Die Suche nach den neurobiologischen Grundlagen sexueller und transsexueller Entwicklungen beschäftigt die Wissenschaft seit mehr als fünf Jahrzehnten. Das Wissen um die Sexualdifferenzierung neuronaler Strukturen konnte seitdem erheblich erweitert werden. Die vorliegende Arbeit stellt exemplarisch genetische, neuroendokrinologische, neurostrukturelle und neurofunktionelle Befunde vor, die in einem Zusammenhang mit transsexuellen Entwicklungen stehen können. In der Zusammenschau liefern die dargestellten Forschungsergebnisse Hinweise dafür, dass es neurobiologische Muster zu geben scheint, die einen Einfluss auf geschlechts­atypische Verhaltensweisen haben und in Interaktion mit psychologischen und sozialen Einflüssen die Wahrscheinlichkeit für eine transsexuelle Entwicklung erhöhen.

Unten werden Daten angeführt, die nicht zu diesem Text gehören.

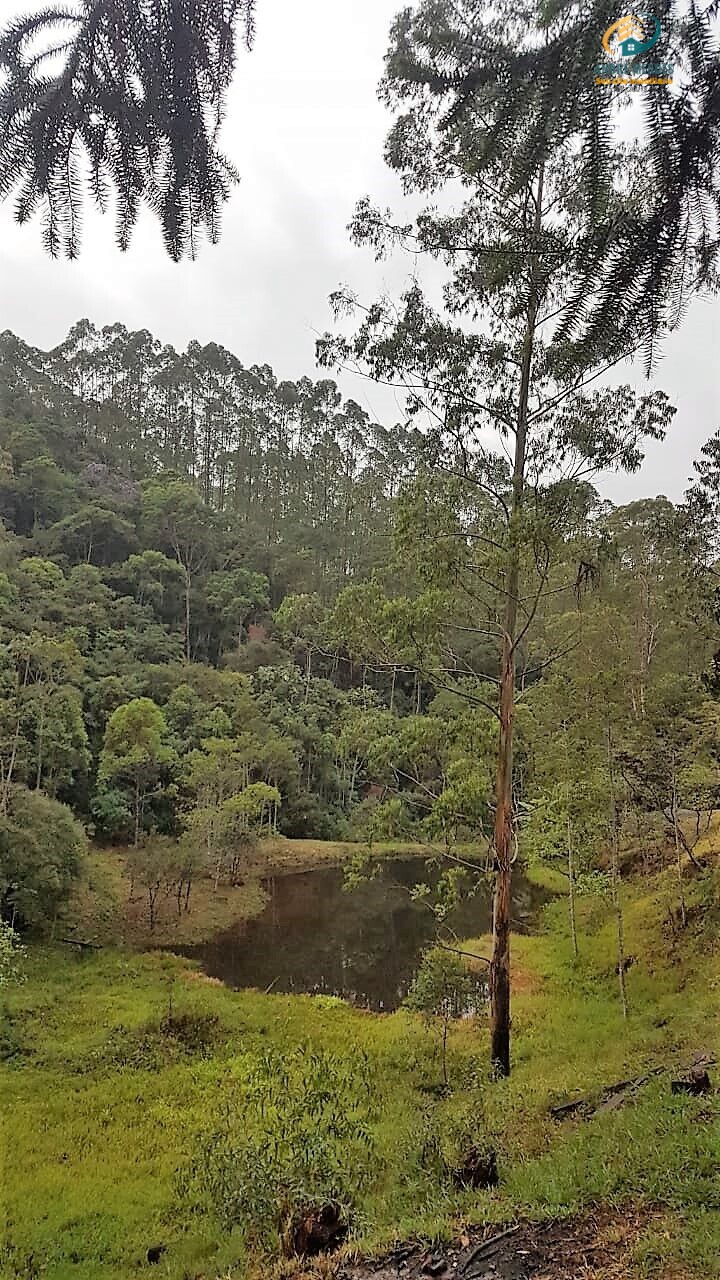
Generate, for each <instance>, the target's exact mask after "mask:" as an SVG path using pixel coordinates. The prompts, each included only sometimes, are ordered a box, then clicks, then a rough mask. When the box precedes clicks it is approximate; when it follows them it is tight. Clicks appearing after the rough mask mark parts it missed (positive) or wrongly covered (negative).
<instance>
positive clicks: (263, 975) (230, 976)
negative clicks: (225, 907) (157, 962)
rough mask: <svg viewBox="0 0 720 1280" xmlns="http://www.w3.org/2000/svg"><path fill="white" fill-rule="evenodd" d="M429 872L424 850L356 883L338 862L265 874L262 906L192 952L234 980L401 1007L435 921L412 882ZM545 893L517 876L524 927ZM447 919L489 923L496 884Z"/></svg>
mask: <svg viewBox="0 0 720 1280" xmlns="http://www.w3.org/2000/svg"><path fill="white" fill-rule="evenodd" d="M427 879H428V873H427V869H425V863H424V860H423V859H421V858H410V859H400V860H396V861H391V863H386V864H384V865H383V868H382V870H380V874H379V876H378V877H377V878H375V879H372V881H368V882H365V883H363V884H360V886H359V887H357V888H354V890H351V891H346V890H345V888H343V873H342V870H340V869H334V868H333V869H322V870H314V872H302V873H299V874H292V876H278V877H272V878H269V879H266V881H265V882H264V884H265V890H266V892H268V895H269V901H268V905H266V908H265V910H264V911H263V914H261V915H259V916H258V918H256V919H254V920H250V922H243V923H238V924H237V925H234V927H233V928H232V929H228V931H227V932H224V933H222V934H219V936H217V937H215V938H213V940H211V941H210V942H205V943H202V945H200V946H197V947H193V948H191V950H188V951H186V955H190V956H192V957H193V959H196V960H199V961H200V963H201V965H202V968H204V969H205V972H206V973H208V974H210V975H211V977H214V978H220V979H222V980H223V982H224V983H227V984H228V986H231V987H258V988H260V989H261V991H266V989H272V991H277V992H316V993H320V992H322V993H327V995H337V996H342V997H343V998H346V1000H351V1001H352V1002H354V1004H357V1005H364V1006H368V1007H369V1009H374V1010H382V1009H384V1010H392V1009H397V1006H398V1005H400V1002H401V1001H402V998H404V996H405V995H406V992H407V987H409V984H410V982H411V979H413V975H414V973H415V970H416V968H418V959H419V956H420V952H421V951H423V948H424V947H425V946H428V943H429V942H430V941H432V938H433V936H434V931H436V922H434V916H433V914H432V913H430V910H429V909H428V906H427V905H425V904H423V902H418V901H413V900H411V897H410V890H411V888H413V886H414V884H416V883H418V882H420V881H427ZM541 900H542V895H541V893H539V891H538V890H536V888H534V887H532V886H529V884H528V882H527V881H524V879H523V878H521V876H518V877H516V884H515V892H514V915H515V924H516V927H518V925H519V927H523V924H524V923H527V922H528V920H529V919H530V918H532V914H533V911H534V910H537V906H538V905H539V902H541ZM448 924H450V927H451V928H452V929H454V931H455V932H456V933H457V936H459V937H471V936H477V934H479V933H486V932H487V931H488V928H489V924H491V906H489V887H488V886H486V884H484V883H483V884H482V887H480V890H479V892H477V893H475V895H474V896H473V897H470V899H468V900H466V901H465V902H464V904H462V905H461V906H460V908H457V909H456V910H455V911H454V913H452V915H451V916H450V920H448Z"/></svg>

Das Verständnis um die Bedingungen transsexueller Entwicklungen wird durch dieses zunehmende neurobiologische Wissen maßgeblich erweitert. Eine offene und multidisziplinäre Diskussion ist notwendig, um die neurobiologischen Befunde sinnvoll in die Theorie und Praxis transsexueller Entwicklungen zu integrieren. 

Literatur

1 In der vorliegenden Arbeit beschreibt der Begriff der transsexuellen Entwicklungen Lebensverläufe, innerhalb derer das Geschlechtsidentitätserleben nicht mit dem durch den Personenstand dokumentierten Geschlecht übereinstimmt, welches einem Neugeborenen in der Regel aufgrund der äußerlichen Erscheinung des Genitals zugewiesen wird. Transsexuell wird diese Entwicklung, wenn die betei­ligte Person das Bedürfnis entwickelt, gemäß ihrer Geschlechtsidentität wahr­genommen zu werden und dieses Ziel mit Mitteln der somatischen Medizin verfolgt. Der Begriff der transsexuellen Entwicklung umfasst damit einerseits sehr unterschiedliche Verläufe und betont die außerordentliche Heterogenität trans­sexueller Menschen (Becker S 2004; Pfäfflin 2003). Andererseits wird deutlich, dass sich ein transsexueller Wunsch verselbständigen und in der Folge unabhängig von möglichen Entstehungsbedingungen fortbestehen kann (Sigusch 2007). Beide Aspekte sind für die Interpretation neurobiologischer Befunde von Bedeutung.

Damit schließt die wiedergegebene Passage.